Senate debates

Monday, 16 October 2006

Defence Force (Home Loans Assistance) Amendment Bill 2006; Tax Laws Amendment (2006 Measures No. 4) Bill 2006

Second Reading

4:08 pm

Photo of Santo SantoroSanto Santoro (Queensland, Liberal Party, Minister for Ageing) Share this | Hansard source

I table a revised explanatory memorandum relating to the Tax Laws Amendment (2006 Measures No. 4) Bill 2006 and move:

That these bills be now read a second time.

I seek leave to have the second reading speeches incorporated in Hansard.

Leave granted.

The speeches read as follows—

DEFENCE FORCE (HOME LOANS ASSISTANCE) AMENDMENT BILL 2006

This bill seeks to extend the operation of the Defence HomeOwner Scheme (the Scheme), which is governed by the Defence Force (Home Loans Assistance) Act 1990, from 31 December 2006 to 31 December 2007.

The Scheme provides members of the ADF with a subsidy on the interest expense incurred on a home loan. The subsidy is payable on a maximum home loan value of $80,000. The assistance is tied to home loans available through the National Australia Bank.

The Act specifies a finishing date of 31 December 2006. After this date, no new entitlement certificates confirming the eligibility of ADF members to the subsidy can be issued.

The Government has obtained the agreement of the National Australia Bank for the Bank to continue the current arrangement until 31 December 2007.

The Scheme was implemented at a time when the banks were the major home loan providers and restricts the ability of ADF members to use the subsidy assistance to access the vastly different range of home loan products available in the contemporary home loan market.

A review is now being undertaken by the Department of Defence to establish a home ownership assistance scheme that is more contemporary to meet the needs of both Defence and ADF members. This review is to be completed in time to allow the implementation of a new scheme by 31 December 2007.

To ensure that eligible ADF members continue to have access to home ownership assistance under the current Scheme, pending the outcome of the review, it is necessary to amend the finishing date currently prescribed in the Act from 31 December 2006 to 31 December 2007. This amendment will also retain the sole loan provider rights of the National Australia Bank.

TAX LAWS AMENDMENT (2006 MEASURES No. 4) BILL 2006

This bill amends various taxation laws to implement a range of changes and improvements to Australia’s taxation system.

Schedule 1 to this bill extends the existing capital gains tax (CGT) roll-over relief on marriage breakdown to assets transferred under a binding financial agreement or an arbitral award entered into under the Family Law Act 1975. This measure will also extend to similar arrangements under state, territory or foreign legislation. Finally, the measure will ensure that the CGT roll-over interacts appropriately with the main residence exemption, and that marriage breakdown settlements do not give rise to CGT liabilities.

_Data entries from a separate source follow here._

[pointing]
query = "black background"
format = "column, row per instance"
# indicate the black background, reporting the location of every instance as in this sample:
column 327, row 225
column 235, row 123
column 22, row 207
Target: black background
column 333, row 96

Schedule 2 improves the interaction between the consolidation rules and the demerger rules. Currently a consolidation integrity measure causes certain CGT roll-overs to be ignored for consolidation tax cost setting purposes. This integrity measure will not apply to a consolidated group or multiple entry consolidated group that forms after a demerger. The amendments will apply from 1 July 2002 (that is, from the commencement date of the consolidation regime).

Schedule 3 amends the simplified imputation system to ensure that Australian companies receive franking credits attached to non-assessable non-exempt distributions from New Zealand companies. This change will apply from 1 April 2003 (that is, from the commencement of the trans-Tasman imputation measures).

Finally Schedule 4 to this bill will implement the Government’s decision to reform the CGT treatment of foreign residents.

These reforms will further enhance Australia’s status as an attractive place for business and investment by addressing the deterrent effect for foreign investors of Australia’s current broad foreign resident CGT tax base.

The amendments in this bill better target and strengthen the application of CGT to foreign residents. This is achieved firstly by narrowing the range of assets on which a foreign resident is subject to Australian CGT to Australian real property, and the business assets of Australian branches of a foreign resident.

Secondly, the integrity of this narrower CGT tax base for foreign residents is strengthened. CGT will apply to non-portfolio interests (10 per cent or more) in Australian and foreign interposed entities, where more than half of the value of the interposed entities’ assets is attributable to Australian real property. Those assets may be held directly, or held indirectly through one or more other interposed entities.

The amendments align Australia’s domestic law with the approach adopted in Australia’s tax treaties. They complement taxation changes already introduced by the Government affecting investments made from Australia.

Full details of the measures in the bill are contained in the Explanatory Memorandum.

Debate (on motion by Senator Santoro) adjourned.

Ordered that the bills be listed on the Notice Paper as separate orders of the day.